Going into 2025, leaders should pay close attention to how technologies can enhance business operations. “Companies might want to adjust their staffing and task accountabilities to accommodate that,” says O’Hala. “Regardless of business size, leaders should consider appointing a leader who is responsible for creating and regularly updating a company-wide technology plan with specific long- and short-term goals, ensuring buy-in,” he explains.
Wydeven adds that technology investment yields benefit beyond immediate project management. “Adopting a focus on innovation also makes companies more attractive to workers with the latest digital skills who have never considered the construction industry before. In turn, these new hires can help upskill the experienced workers companies never want to lose. They can teach each other.”
5. Lawsuits and Court Awards Are Increasing
Nuclear verdicts – courtroom judgments for plaintiffs of $10 million or more – continue to proliferate and affect construction companies large and small. Such suits typically focus on construction site body injury claims, on-site property damage and other potentially costly timeline or project risks.
“We’ve found that more claimants are hiring attorneys earlier and more frequently,” Wydeven explains. “That potentially leads to higher litigation rates, which extends the time needed to resolve claims, pushing claims costs higher,” says Wydeven.
Many of the trends mentioned above for 2025 factor into this increasingly risky litigation picture, adds O’Hala. Shortened project completion dates, project financing gaps, material delays or substitutions and the continued struggle to find skilled labor can all lead to worker injury and quality issues that put contractors at risk of large losses.

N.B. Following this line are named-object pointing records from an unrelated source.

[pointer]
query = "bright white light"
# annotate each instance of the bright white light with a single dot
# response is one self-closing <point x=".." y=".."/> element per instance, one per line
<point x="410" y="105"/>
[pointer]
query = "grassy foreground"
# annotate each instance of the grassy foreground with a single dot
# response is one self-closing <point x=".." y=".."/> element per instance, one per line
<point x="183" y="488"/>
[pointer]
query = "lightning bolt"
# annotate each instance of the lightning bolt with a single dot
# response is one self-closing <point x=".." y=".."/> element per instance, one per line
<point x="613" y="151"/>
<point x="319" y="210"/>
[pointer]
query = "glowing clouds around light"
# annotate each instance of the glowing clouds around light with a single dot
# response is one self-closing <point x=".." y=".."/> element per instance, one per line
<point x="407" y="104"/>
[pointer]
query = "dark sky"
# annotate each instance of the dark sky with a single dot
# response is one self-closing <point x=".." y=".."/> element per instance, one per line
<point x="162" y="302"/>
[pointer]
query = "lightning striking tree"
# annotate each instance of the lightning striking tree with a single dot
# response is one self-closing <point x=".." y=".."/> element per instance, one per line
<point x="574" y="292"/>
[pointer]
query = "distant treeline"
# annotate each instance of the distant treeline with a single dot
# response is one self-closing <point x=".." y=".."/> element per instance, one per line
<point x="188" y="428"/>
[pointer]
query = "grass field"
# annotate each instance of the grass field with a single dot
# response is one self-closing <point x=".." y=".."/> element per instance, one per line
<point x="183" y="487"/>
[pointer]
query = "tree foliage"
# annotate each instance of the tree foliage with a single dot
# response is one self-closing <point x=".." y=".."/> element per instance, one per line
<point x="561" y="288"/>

Planning for Future Risk and Reward
Both Wydeven and O’Hala believe construction leaders are at a unique moment to reset the way they plan, hire and evaluate future risk.
Therefore, they should consider using this time to evaluate strategy and resources for the years to come, says O’Hala. “Talent sourcing and retention, succession planning, training and upskilling market diversification and decision-making routed in data fed by technology are all considerations that must be accounted for. A firm’s risk profile and future aspirations should be at the center of this process.”